In another study, we reported that there may be oral microbial biomarkers for pancreatic cancer. For example, Neisseria elongata and Streptococcus mitis were detected significantly less often in the saliva of cancer patients than in saliva of healthy controls. In contrast, levels of Granulicatella adiacens were significantly higher in cancer subjects.
GHN: Will these findings lead to changes in the way dentistry is practiced, with specific reference to pathogen-based early detection, which will allow instantaneous chair-side quantification of oral bacteria in plaque or saliva samples?

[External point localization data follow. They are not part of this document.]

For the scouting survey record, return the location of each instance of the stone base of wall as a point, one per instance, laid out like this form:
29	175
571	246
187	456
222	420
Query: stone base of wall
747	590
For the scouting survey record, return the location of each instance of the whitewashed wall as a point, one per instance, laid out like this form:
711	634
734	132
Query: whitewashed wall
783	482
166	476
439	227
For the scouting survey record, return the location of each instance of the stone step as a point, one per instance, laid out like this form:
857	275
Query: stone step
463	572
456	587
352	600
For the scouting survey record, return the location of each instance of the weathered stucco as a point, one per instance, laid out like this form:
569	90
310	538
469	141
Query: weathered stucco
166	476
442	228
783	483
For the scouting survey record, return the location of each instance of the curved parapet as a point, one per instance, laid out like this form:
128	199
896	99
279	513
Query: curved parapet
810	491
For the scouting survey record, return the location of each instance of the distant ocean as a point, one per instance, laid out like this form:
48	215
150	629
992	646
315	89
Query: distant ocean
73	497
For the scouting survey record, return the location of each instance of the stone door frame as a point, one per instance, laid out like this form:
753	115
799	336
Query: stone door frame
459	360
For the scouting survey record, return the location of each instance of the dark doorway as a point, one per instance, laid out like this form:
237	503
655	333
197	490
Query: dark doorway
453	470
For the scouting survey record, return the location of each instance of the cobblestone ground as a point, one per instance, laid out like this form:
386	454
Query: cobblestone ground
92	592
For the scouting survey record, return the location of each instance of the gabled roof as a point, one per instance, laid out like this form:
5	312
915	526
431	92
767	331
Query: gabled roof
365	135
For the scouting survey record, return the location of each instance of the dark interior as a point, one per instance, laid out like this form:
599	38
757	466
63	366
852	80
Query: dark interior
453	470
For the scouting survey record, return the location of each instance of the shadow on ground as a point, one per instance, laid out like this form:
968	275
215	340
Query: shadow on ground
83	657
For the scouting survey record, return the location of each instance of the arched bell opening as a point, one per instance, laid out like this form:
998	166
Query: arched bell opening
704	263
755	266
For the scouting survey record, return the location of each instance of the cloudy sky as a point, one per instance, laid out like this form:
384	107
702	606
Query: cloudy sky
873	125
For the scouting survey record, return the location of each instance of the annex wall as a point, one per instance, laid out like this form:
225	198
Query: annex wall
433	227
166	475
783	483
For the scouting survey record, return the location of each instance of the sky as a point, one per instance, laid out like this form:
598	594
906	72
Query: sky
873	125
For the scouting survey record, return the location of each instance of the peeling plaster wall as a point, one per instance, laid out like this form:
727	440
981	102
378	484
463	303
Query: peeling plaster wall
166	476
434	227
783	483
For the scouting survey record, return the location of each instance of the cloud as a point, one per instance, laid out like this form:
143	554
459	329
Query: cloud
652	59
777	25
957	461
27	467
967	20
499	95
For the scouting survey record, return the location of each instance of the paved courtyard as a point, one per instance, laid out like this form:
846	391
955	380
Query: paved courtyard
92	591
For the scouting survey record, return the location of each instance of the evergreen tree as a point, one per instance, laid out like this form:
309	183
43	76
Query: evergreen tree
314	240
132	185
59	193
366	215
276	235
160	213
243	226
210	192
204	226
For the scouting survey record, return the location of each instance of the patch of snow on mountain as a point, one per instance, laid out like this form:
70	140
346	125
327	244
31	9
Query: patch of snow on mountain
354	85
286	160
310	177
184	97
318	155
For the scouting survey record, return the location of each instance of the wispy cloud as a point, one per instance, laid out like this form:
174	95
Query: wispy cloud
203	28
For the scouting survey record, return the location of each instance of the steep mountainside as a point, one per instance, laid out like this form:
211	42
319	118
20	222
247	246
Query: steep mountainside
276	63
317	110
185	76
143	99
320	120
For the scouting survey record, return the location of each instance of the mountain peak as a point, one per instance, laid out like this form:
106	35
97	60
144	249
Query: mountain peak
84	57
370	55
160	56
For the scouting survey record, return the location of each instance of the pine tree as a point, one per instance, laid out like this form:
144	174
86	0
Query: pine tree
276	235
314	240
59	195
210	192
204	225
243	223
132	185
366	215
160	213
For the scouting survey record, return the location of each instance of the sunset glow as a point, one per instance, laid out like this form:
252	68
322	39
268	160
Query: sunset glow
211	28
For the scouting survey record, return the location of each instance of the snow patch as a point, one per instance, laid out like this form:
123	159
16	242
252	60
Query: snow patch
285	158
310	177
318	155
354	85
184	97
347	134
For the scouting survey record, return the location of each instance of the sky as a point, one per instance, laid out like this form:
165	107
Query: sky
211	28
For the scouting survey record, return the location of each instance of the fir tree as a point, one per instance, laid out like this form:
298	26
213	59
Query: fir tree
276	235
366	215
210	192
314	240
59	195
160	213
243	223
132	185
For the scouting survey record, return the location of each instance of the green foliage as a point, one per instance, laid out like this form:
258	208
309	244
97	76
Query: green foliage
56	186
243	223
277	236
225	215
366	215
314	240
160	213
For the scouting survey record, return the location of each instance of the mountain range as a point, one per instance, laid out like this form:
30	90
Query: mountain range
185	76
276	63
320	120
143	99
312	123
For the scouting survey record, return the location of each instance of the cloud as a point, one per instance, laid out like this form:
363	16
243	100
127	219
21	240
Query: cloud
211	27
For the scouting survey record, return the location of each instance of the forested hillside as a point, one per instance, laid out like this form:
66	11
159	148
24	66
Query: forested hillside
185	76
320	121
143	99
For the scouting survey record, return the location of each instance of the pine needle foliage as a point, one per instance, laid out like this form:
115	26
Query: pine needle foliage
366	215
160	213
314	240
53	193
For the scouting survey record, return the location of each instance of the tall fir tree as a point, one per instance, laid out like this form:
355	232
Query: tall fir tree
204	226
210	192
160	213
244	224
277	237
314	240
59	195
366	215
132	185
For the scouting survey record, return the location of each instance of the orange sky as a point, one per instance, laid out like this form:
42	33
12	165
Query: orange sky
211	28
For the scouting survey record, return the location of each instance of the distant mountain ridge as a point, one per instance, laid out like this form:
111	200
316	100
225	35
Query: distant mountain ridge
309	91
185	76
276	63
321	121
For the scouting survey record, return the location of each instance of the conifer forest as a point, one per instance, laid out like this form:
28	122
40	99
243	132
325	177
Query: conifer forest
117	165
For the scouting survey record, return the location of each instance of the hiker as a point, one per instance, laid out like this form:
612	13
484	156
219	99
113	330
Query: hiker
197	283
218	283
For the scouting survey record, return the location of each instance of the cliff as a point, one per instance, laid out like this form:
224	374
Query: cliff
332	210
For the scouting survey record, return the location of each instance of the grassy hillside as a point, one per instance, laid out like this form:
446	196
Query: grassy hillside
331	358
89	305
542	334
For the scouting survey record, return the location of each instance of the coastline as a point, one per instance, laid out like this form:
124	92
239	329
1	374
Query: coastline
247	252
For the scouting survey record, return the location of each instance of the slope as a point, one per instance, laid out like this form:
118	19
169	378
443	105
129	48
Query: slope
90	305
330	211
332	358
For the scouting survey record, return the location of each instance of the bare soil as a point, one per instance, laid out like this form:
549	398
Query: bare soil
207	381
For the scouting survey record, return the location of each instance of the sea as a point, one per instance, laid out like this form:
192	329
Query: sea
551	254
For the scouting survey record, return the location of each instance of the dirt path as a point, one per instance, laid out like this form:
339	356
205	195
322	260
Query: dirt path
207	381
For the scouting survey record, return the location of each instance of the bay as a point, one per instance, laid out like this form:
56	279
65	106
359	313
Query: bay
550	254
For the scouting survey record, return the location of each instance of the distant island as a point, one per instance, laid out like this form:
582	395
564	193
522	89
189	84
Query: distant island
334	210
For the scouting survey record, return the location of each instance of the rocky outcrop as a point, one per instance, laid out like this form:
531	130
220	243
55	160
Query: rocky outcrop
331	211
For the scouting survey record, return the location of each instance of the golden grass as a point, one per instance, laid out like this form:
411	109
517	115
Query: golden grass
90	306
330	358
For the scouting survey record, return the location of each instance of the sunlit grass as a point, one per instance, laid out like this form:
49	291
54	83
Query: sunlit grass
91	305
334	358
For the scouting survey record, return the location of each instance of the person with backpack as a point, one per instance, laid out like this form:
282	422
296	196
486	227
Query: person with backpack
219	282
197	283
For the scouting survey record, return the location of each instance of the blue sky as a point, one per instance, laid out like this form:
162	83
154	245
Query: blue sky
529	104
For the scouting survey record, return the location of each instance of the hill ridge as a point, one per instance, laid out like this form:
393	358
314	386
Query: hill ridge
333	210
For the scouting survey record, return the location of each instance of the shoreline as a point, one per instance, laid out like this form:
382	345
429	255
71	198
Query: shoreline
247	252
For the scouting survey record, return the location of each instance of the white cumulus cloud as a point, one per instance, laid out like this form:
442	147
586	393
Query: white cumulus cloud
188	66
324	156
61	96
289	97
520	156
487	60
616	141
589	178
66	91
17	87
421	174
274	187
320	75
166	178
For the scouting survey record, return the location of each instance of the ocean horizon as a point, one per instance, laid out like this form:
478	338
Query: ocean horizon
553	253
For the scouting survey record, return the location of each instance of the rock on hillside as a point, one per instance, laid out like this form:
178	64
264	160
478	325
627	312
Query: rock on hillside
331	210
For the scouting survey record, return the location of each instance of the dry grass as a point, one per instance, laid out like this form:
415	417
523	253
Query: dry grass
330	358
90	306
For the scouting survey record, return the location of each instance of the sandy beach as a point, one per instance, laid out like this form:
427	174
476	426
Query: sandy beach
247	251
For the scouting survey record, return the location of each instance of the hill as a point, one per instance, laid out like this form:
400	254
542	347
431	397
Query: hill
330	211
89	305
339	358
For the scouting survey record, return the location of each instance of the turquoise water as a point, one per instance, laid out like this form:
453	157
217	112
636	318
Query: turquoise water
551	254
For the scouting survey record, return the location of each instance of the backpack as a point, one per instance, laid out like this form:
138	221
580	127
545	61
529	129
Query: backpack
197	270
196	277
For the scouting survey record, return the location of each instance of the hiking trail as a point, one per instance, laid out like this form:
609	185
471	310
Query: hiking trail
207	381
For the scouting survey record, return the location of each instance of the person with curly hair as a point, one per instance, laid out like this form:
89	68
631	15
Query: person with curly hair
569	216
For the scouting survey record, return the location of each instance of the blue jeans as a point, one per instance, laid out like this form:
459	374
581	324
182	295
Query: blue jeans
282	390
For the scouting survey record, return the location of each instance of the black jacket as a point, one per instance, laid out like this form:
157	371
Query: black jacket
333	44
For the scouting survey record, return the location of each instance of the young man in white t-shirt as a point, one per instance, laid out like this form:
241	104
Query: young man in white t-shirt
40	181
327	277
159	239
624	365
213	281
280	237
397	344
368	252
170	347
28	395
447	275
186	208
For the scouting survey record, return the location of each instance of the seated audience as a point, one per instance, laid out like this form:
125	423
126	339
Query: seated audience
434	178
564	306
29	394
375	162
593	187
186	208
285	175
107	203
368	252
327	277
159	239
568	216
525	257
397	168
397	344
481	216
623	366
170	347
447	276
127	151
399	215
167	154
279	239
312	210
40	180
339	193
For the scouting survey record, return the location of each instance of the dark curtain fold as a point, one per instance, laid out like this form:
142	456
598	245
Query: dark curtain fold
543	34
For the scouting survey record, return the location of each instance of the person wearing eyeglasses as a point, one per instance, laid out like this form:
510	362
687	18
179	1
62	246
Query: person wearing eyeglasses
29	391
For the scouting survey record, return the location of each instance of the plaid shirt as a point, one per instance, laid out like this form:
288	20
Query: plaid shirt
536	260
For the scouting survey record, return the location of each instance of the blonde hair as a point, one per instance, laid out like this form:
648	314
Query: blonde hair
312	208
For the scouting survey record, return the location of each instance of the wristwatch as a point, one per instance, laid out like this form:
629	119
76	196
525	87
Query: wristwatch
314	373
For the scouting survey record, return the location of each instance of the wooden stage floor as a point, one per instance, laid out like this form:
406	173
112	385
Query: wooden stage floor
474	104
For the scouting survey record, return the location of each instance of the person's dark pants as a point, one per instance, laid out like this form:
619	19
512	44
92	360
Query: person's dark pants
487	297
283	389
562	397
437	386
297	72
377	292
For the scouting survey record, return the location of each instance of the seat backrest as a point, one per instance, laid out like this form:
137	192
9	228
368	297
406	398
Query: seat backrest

Dr. Paster: If microbial danger profiles can be used to identify specific sites at risk for periodontal disease, clinicians will be able to focus on those sites for therapy, such as scaling and root planing and localized antibiotic delivery. Progress can be determined after treatment by monitoring the response of the "at risk" microbial profiles; e.g., change to microbial profiles typically detected in healthy sites. Consequently, we may be able to halt disease before it occurs.
For example, with systemic diseases, such as pediatric Crohn's Disease, the presence of certain bacterial species or bacterial complexes in the oral cavity would be indicative of those children who have not yet been diagnosed with the disease. If successful, the impact is huge for Crohn's patients since early diagnosis means prompt and proper treatment, not only for those with Crohn's but for those with other intestinal diseases or disorders. The key here is that this would be a non-invasive diagnostic test—patients would much rather spit in a tube than provide a stool sample, or even be subject to a biopsy.
GHN: Despite global efforts towards prevention and cure of infectious diseases, they remain major problems. What are the implications for using molecular genetic approaches to study various aspects of infectious diseases with respect to prevention and cure?
Dr. Paster: Bacterial identification based on 16S rRNA sequences is much more accurate and rapid at identifying bacterial species than the older phenotypic methods that relied on culture techniques. The molecular methods can also be used to identify microorganisms that cannot presently be cultivated, which represent at least half of all human-associated bacterial species. Who is to say that that those species that you cannot grow are any less important than those you can grow?